To me, “play” is when you are trying to do something in a safe environment with rich feedback and encouragement. That describes most video games, but it describes lion cubs wrestling with and gently chomping their siblings.
It also describes school.
But only in the most abstract possible way. At least in the US. And even then, only sort of.
Standardized testing makes the stakes too high. Consequences are permanent WAY too early. You can’t play if failure is an *actual* fail state. You can’t adapt to feedback if you don’t get a chance to iterate. You can’t process criticism if you don’t feel safe.

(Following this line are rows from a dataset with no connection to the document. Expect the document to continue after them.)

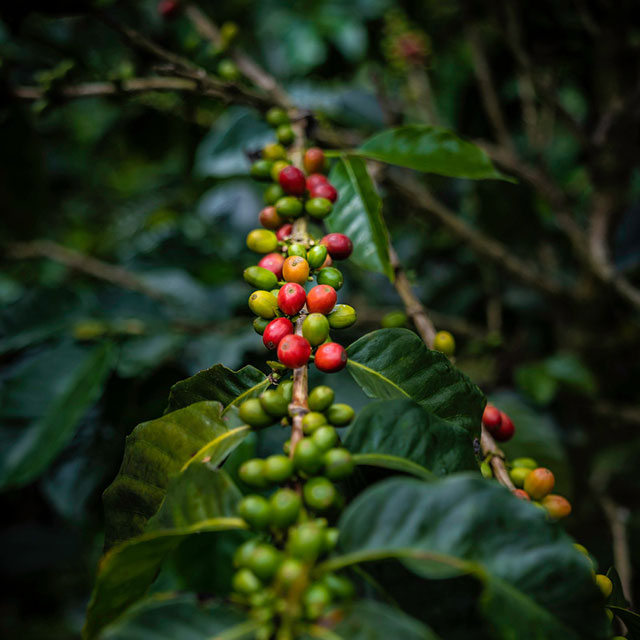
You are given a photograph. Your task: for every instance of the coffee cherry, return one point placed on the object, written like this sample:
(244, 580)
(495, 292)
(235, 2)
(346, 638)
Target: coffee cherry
(340, 414)
(318, 207)
(296, 269)
(273, 262)
(338, 463)
(274, 403)
(255, 511)
(251, 472)
(539, 483)
(263, 304)
(261, 170)
(325, 437)
(275, 331)
(252, 413)
(325, 190)
(444, 343)
(330, 276)
(342, 316)
(278, 469)
(260, 277)
(294, 351)
(262, 241)
(321, 398)
(313, 421)
(313, 160)
(289, 207)
(307, 456)
(557, 507)
(331, 357)
(273, 193)
(285, 507)
(315, 328)
(339, 245)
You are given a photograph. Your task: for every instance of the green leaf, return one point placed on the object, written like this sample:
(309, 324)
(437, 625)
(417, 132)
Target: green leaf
(201, 499)
(358, 214)
(536, 585)
(220, 384)
(431, 150)
(395, 363)
(157, 449)
(42, 402)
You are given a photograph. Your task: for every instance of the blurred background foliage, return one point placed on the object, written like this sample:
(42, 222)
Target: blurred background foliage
(156, 184)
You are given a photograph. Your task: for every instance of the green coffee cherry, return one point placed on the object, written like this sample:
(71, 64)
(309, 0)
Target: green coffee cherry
(263, 304)
(260, 278)
(342, 316)
(255, 510)
(274, 403)
(261, 170)
(321, 398)
(285, 507)
(315, 328)
(252, 413)
(316, 256)
(331, 276)
(338, 463)
(289, 207)
(277, 469)
(340, 415)
(318, 207)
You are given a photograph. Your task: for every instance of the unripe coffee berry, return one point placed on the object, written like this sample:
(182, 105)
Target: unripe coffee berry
(294, 351)
(539, 483)
(263, 304)
(291, 298)
(262, 241)
(339, 245)
(321, 298)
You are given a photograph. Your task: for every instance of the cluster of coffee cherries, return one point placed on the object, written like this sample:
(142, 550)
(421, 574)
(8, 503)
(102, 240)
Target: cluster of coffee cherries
(277, 574)
(289, 262)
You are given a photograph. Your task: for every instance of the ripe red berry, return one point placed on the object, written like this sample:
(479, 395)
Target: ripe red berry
(291, 298)
(273, 262)
(292, 180)
(338, 245)
(321, 299)
(325, 190)
(294, 351)
(313, 160)
(314, 180)
(331, 357)
(275, 331)
(284, 231)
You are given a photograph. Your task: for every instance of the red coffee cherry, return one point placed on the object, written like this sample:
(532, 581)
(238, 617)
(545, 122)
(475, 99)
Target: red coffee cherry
(313, 160)
(284, 231)
(331, 357)
(291, 298)
(275, 331)
(294, 351)
(292, 180)
(339, 245)
(273, 262)
(321, 299)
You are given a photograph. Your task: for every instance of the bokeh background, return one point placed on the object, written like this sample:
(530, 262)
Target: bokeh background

Students have little room for experimentation or exploration. The actual mechanics of the game are often incredibly uninteresting. It’s all cerebral and abstract, and there’s little physical engagement in subjects that aren’t explicitly physical.
It’s weird that “school” is how we’ve standardized “learning”, and that we smash kids into rows of chairs so early throughout their most formative years and that most of the feedback they get is *punishment* or *failure* for trying new things.
It’d be interesting to contemplate a more play-oriented learning process. I know some other countries do a much better job of this. And as someone who did well in the “traditional” schooling methods, it’s taken me a really long time to realize how *weird* it is that this is how we do it.